Les résultats trimestriels d’Oracle ont déçu les investisseurs malgré une forte demande pour ses infrastructures d’intelligence artificielle, entraînant une chute de 7 % de l’action en bourse après la clôture des marchés. L’entreprise californienne, qui mise massivement sur l’IA, suscite des inquiétudes quant à son niveau d’endettement.
Le chiffre d’affaires trimestriel s’est élevé à 16,06 milliards de dollars (environ 15 milliards d’euros) pour le trimestre clos le 30 novembre, légèrement inférieur aux 16,21 milliards de dollars (environ 15,2 milliards d’euros) attendus par les analystes de LSEG. Cependant, le bénéfice par action ajusté a dépassé les prévisions, atteignant 2,26 dollars (environ 2,10 euros) contre 1,64 dollar (environ 1,50 euro) prévu.
Les revenus du cloud ont atteint 7,98 milliards de dollars (environ 7,4 milliards d’euros), dépassant légèrement le consensus des analystes.
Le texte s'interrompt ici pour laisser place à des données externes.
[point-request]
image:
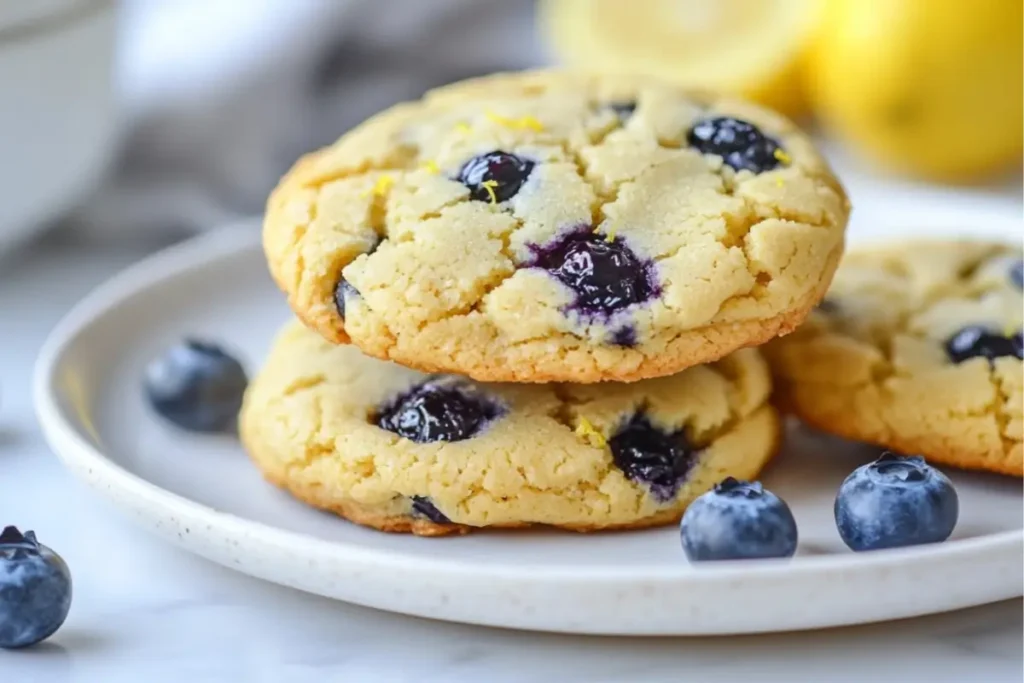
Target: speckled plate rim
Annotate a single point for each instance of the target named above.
(547, 597)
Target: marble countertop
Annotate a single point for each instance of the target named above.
(144, 610)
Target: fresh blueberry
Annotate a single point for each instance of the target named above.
(422, 507)
(624, 110)
(605, 275)
(35, 590)
(977, 341)
(657, 458)
(895, 502)
(737, 520)
(197, 386)
(495, 176)
(342, 290)
(1017, 273)
(437, 412)
(739, 143)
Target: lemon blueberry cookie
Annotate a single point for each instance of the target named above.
(916, 348)
(555, 226)
(399, 451)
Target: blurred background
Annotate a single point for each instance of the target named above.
(144, 121)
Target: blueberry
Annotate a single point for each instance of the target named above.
(437, 412)
(422, 507)
(495, 176)
(342, 290)
(657, 458)
(197, 386)
(623, 110)
(978, 341)
(35, 590)
(605, 275)
(1017, 273)
(895, 502)
(739, 143)
(737, 520)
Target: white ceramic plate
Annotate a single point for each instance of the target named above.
(203, 494)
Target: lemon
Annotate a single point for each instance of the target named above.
(928, 87)
(753, 48)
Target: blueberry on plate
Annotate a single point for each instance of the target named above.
(895, 502)
(197, 386)
(738, 520)
(35, 590)
(740, 144)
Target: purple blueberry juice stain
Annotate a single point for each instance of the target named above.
(652, 456)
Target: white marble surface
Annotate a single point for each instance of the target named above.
(146, 611)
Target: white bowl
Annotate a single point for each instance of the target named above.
(56, 108)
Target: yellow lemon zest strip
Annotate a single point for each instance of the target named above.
(489, 186)
(522, 123)
(586, 431)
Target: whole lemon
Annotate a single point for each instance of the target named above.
(929, 87)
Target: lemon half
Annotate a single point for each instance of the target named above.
(752, 48)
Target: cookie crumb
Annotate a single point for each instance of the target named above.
(587, 432)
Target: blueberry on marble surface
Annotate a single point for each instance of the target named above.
(739, 143)
(604, 274)
(655, 457)
(496, 176)
(978, 341)
(35, 590)
(895, 502)
(437, 412)
(423, 507)
(737, 520)
(196, 385)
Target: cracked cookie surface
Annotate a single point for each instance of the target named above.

L’infrastructure cloud a généré 4,1 milliards de dollars (environ 3,8 milliards d’euros) de revenus, tandis que les revenus des logiciels ont reculé de 3 % à 5,88 milliards de dollars (environ 5,5 milliards d’euros), ne parvenant pas à atteindre les 6,06 milliards de dollars (environ 5,7 milliards d’euros) escomptés.
Oracle a également annoncé une augmentation spectaculaire de ses obligations de performance restantes (RPO), une mesure des revenus contractuels non encore comptabilisés, qui ont grimpé de 438 % pour atteindre 523 milliards de dollars (environ 490 milliards d’euros). Selon Doug Kehring, directeur financier d’Oracle, cette croissance est principalement due à de nouveaux engagements pris par des entreprises telles que Meta et Nvidia.
Au cours de la dernière décennie, Oracle s’est diversifié au-delà de ses activités traditionnelles de bases de données et de logiciels d’entreprise pour se concentrer sur l’infrastructure cloud, où elle est en concurrence directe avec Amazon, Microsoft et Google. Ces géants technologiques rivalisent pour décrocher des contrats importants dans le domaine de l’IA et investissent massivement dans les centres de données et le matériel nécessaire.
OpenAI, le créateur de ChatGPT, s’est engagé à dépenser plus de 300 milliards de dollars (environ 280 milliards d’euros) sur les services d’infrastructure d’Oracle sur une période de cinq ans.
La stratégie d’Oracle, qui consiste à se positionner au cœur du marché de l’IA, a certes stimulé ses revenus et son carnet de commandes, mais elle a également suscité des inquiétudes chez les investisseurs concernant l’endettement croissant de l’entreprise et les risques potentiels en cas de ralentissement de la croissance.
L’action Oracle a connu une baisse de 23 % en novembre, sa plus forte baisse mensuelle depuis 2001. À la clôture des marchés mercredi, le titre était 32 % en dessous de son record historique atteint en septembre, bien qu’il affiche toujours une hausse de 34 % sur l’année, surpassant la performance du Nasdaq, qui a gagné 22 % sur la même période.
Par ailleurs, Oracle a annoncé la nomination de Clay Magouyrk et Mike Sicilia au poste de co-PDG, succédant à Safra Catz. L’entreprise a également lancé des agents d’IA pour automatiser divers processus dans les domaines de la finance, des ressources humaines et des ventes.
Les résultats d’Oracle ont été influencés par un gain avant impôts de 2,7 milliards de dollars (environ 2,5 milliards d’euros) résultant de la vente du concepteur de puces Ampere à SoftBank pour 6,5 milliards de dollars (environ 6 milliards d’euros). Oracle, qui était un investisseur dans Ampere, avait annoncé la vente de sa participation.
« Oracle a vendu Ampere parce que nous ne pensons plus qu’il soit stratégique pour nous de continuer à concevoir, fabriquer et utiliser nos propres puces dans nos centres de données cloud », a déclaré Larry Ellison, président et co-fondateur d’Oracle. Il a précisé que l’entreprise adoptait désormais une politique de « neutralité des puces » et continuerait à acheter les dernières puces de Nvidia, tout en restant ouverte à l’utilisation de toutes les puces que ses clients souhaiteraient acquérir.